You’ve come a long way in your investment process. At this point, you’ve determined what you can afford, set your investment criteria, chosen your real estate agent and team members, and researched the area. Now comes the fun part… searching for properties!

How to begin searching for properties

  • Your broker should regularly provide an updated list with properties that meet your investment criteria in the area you are looking. You should know about every new property that hits the market, as well as every property that has been sitting for a while and may be overlooked by regular home buyers.
  • A good buyer’s agent will not only search the MLS, but put the word out to their network of real estate brokers that they have a ready, willing, and able buyer. Sometimes agents have “pocket listings” which means they are working with a potential seller who doesn’t want to list their home for sale, but would entertain offers if the right buyer came along.
  • Use online real estate searches. Doing your own Internet research is useful for refining your investment criteria. You can view the size, features, and amenities of homes to get a better idea of what you can expect in a given area.
  • If you work with a good buyer’s agent, you shouldn’t be able to find any new properties that your agent hasn’t already shown you.
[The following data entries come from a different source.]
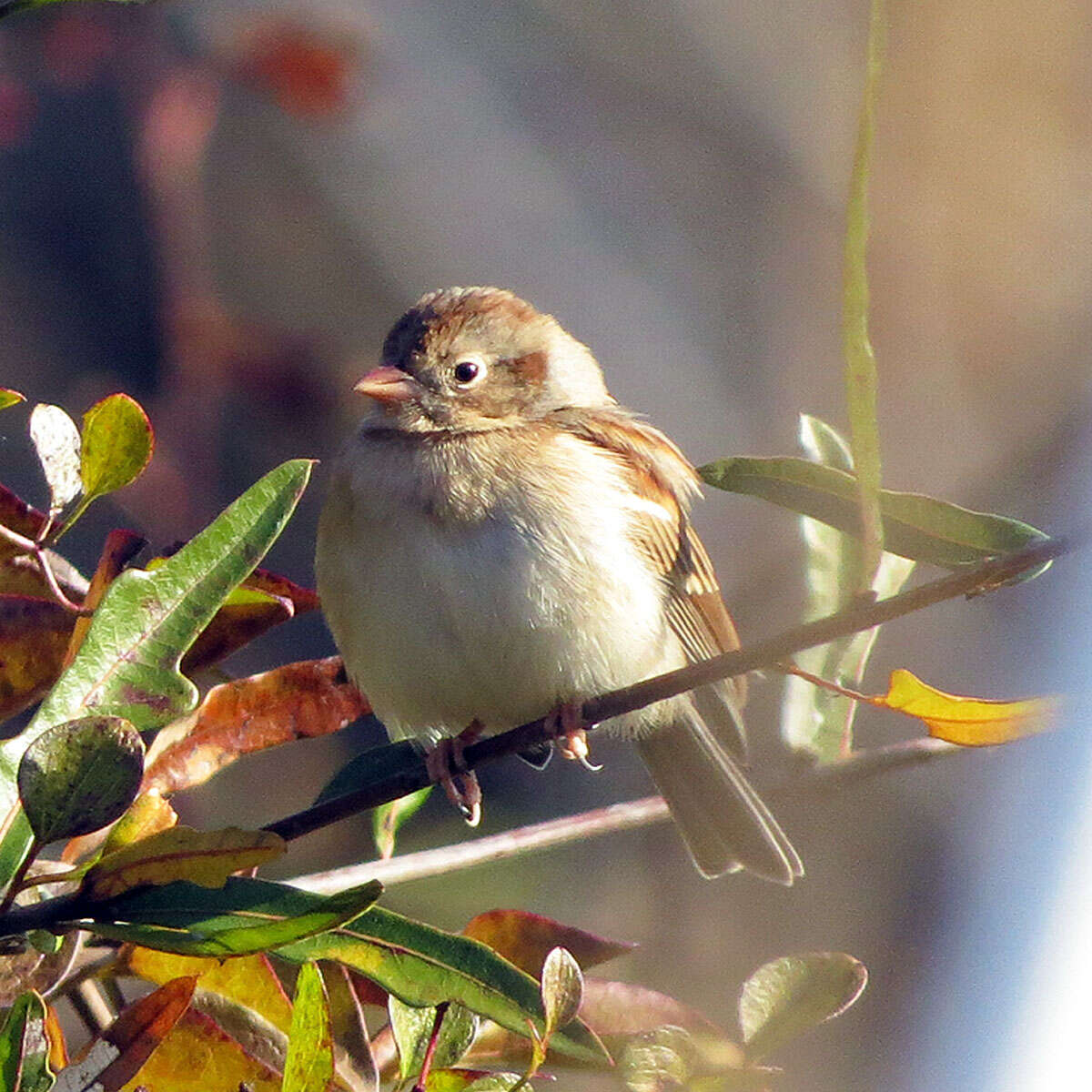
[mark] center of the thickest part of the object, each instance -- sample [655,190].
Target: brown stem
[434,1038]
[860,616]
[618,817]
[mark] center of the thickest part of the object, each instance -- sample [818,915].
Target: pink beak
[388,385]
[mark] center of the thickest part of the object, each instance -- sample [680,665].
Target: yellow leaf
[199,1057]
[971,722]
[248,980]
[183,853]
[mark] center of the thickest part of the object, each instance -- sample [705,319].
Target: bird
[500,541]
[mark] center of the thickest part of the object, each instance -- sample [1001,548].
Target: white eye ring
[469,370]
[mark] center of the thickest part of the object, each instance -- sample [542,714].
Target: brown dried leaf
[524,939]
[34,634]
[298,702]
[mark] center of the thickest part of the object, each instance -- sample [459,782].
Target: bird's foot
[447,767]
[567,726]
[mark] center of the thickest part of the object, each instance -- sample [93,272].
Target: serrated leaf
[116,446]
[923,529]
[562,988]
[388,819]
[128,663]
[119,1053]
[786,997]
[421,966]
[80,775]
[25,1047]
[309,1066]
[57,442]
[525,939]
[183,853]
[970,722]
[244,916]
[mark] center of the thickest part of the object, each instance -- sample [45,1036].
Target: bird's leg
[567,725]
[448,769]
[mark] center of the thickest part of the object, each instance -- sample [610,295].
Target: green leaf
[562,988]
[793,994]
[923,529]
[659,1059]
[814,720]
[388,819]
[423,966]
[856,345]
[116,446]
[25,1047]
[57,441]
[309,1065]
[412,1026]
[246,915]
[128,663]
[80,775]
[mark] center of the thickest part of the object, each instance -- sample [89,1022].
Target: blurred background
[221,207]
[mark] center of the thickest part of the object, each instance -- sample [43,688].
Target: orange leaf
[200,1057]
[34,634]
[524,939]
[296,702]
[126,1044]
[247,980]
[971,722]
[183,853]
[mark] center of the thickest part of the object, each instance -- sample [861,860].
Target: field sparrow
[501,539]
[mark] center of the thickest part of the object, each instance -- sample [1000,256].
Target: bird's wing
[663,483]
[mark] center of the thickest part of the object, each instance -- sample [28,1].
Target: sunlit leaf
[81,775]
[183,853]
[310,1064]
[814,720]
[524,939]
[350,1032]
[413,1029]
[786,997]
[388,819]
[562,988]
[247,980]
[421,966]
[128,664]
[295,702]
[119,1053]
[34,633]
[116,446]
[25,1047]
[243,916]
[916,527]
[199,1055]
[57,442]
[971,722]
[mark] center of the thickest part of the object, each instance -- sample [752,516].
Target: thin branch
[610,820]
[860,616]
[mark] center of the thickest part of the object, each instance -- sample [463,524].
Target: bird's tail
[723,822]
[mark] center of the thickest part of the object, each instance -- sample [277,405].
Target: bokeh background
[219,207]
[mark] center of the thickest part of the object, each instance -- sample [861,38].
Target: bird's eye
[468,371]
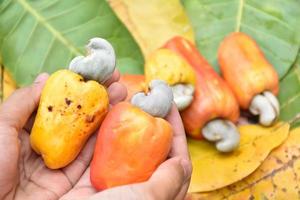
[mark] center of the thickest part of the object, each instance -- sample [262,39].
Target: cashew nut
[157,102]
[266,106]
[183,95]
[100,62]
[224,133]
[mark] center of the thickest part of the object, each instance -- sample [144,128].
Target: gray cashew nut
[100,62]
[266,106]
[224,133]
[157,102]
[183,95]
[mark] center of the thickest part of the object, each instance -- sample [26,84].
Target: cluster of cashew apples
[209,103]
[133,140]
[133,137]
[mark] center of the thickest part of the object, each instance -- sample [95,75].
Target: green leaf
[289,95]
[272,23]
[44,35]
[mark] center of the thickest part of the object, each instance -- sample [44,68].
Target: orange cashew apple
[251,77]
[134,139]
[214,108]
[73,103]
It’s their job to inform you of new listings. If you come across a home you have a question about or want to see DO NOT contact the seller or broker directly. Instead DO send the home information to your broker and let him contact the listing broker or seller. After all, that is what he is being paid to do.
  • Drive the area you are looking with your family or broker. You might come across For Sale By Owner properties that just hit the market. Canvassing a neighborhood also allows you to see a home for sale that you might have overlooked because the pictures or property description on the MLS didn’t accurately describe the property.
  • Visit Open Houses to get a feel for the types of homes in a neighborhood. Neighbors will often come by open houses. This gives you a chance to ask them questions and get a feel for the vibe of the community. If you come without your buyer’s agent, be sure to tell the listing broker or agent on duty that you’re working with a buyer’s agent.
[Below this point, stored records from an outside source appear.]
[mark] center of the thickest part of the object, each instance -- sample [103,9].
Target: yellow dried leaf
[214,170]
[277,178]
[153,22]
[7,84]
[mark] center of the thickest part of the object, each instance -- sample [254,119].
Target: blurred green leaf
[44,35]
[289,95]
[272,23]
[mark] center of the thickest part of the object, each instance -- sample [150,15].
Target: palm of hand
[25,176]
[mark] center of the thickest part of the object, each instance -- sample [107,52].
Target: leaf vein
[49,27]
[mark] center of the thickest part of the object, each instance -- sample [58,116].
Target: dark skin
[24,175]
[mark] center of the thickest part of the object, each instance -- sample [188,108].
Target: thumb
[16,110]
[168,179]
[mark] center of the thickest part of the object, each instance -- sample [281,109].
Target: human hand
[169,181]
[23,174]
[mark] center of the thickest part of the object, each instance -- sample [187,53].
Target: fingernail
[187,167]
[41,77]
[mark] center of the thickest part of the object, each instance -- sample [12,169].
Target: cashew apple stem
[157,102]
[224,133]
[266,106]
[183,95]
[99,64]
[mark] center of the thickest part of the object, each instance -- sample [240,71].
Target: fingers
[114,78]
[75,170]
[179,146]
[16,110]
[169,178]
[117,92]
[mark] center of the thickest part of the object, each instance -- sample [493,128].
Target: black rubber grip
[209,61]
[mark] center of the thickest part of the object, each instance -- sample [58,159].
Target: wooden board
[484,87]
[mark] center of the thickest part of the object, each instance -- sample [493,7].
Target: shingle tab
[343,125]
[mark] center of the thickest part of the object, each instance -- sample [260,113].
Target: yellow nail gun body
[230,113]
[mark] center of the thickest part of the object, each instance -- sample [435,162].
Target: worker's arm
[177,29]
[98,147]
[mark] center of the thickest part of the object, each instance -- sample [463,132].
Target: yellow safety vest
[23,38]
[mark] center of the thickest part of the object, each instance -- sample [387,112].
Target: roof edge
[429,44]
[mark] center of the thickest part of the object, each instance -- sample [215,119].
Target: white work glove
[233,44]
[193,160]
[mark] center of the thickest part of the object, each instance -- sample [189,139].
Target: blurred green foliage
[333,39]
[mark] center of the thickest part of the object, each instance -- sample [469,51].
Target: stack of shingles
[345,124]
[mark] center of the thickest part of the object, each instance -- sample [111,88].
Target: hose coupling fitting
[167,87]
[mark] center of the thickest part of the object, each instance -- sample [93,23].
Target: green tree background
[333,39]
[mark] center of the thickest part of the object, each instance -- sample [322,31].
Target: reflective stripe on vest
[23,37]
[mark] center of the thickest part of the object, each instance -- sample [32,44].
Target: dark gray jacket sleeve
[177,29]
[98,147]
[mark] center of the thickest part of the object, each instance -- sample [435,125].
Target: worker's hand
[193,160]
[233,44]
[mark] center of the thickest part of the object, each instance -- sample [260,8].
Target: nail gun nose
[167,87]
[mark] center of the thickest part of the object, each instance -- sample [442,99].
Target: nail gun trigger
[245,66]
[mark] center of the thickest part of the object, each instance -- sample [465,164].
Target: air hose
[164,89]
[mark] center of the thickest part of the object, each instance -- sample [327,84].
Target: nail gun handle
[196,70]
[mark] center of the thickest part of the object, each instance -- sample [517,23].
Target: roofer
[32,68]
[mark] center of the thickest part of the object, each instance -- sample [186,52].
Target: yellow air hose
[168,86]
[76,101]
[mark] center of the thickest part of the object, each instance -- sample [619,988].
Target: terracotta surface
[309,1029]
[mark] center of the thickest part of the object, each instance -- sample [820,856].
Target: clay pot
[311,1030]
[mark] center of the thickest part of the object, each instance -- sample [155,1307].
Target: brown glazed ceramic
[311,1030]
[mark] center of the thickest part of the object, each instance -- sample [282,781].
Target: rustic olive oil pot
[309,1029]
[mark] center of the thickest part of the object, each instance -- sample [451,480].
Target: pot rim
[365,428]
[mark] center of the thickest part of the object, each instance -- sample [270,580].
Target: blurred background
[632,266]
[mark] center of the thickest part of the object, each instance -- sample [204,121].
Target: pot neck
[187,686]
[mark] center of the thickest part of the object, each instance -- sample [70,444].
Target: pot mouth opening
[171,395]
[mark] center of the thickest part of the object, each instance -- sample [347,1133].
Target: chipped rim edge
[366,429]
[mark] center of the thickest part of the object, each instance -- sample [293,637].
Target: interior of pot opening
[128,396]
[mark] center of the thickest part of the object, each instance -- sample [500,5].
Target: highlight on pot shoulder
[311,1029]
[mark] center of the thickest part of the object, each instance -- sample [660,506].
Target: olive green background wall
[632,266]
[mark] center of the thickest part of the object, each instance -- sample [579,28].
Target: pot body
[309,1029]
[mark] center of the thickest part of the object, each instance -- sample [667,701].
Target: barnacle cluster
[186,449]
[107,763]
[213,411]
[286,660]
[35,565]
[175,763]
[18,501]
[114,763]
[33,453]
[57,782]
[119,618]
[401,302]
Save Time With “Presearch”

The more research you do before viewing homes in person, the better. Your time is valuable and doing your homework will reduce the amount of time wasted during the process of finding homes for sale.

  • View all available photographs and virtual tours online.
  • Search the property on Google Maps and use Street View to see the home and surrounding properties as if you were standing right there.
  • Ask your agent to call the listing broker before you visit the property. This will save you time if, for example, the home is Pending Sale but the broker hasn’t updated the listing status yet. Sometimes, a home is listed on MLS but the seller already has a buyer in place.
  • The listing broker can inform your agent if they have already received multiple offers, possibly above list price, and indicated that they are most likely going to accept one of those offers. You might not want to spend your time visiting this home unless you are willing to get into a bidding war.

Why do all this research?

There isn’t always a lot of time to make up your mind if you want to make an offer on a home, especially in today’s real estate market. Doing your homework should help expedite your decision making process.

Another benefit of research is that you know what to look for when you arrive at the property. You might overlook some of your investment criteria or forget to ask important questions if you aren’t working from a list. It’s easy to get caught up in the remodeled kitchen or spacious master bathroom and forget to notice some of the smaller items on your list.

Visiting a property in person

No pictures, video, or description can beat viewing a home in person. Even with an adequate amount of research and homework, there will come a time when you need to get off your computer and visit the property in person.

Your agent will be able to tell you if the home is vacant, whether it’s okay to come by during specified periods of time, or if the seller will only show the home by appointment.

When visiting a property, be mindful and courteous of the property and tenants. Don’t walk through the grass, wipe your feet before entering, and avoid touching personal items. A good rule of thumb is to treat the home as you’d want someone to treat your home for sale.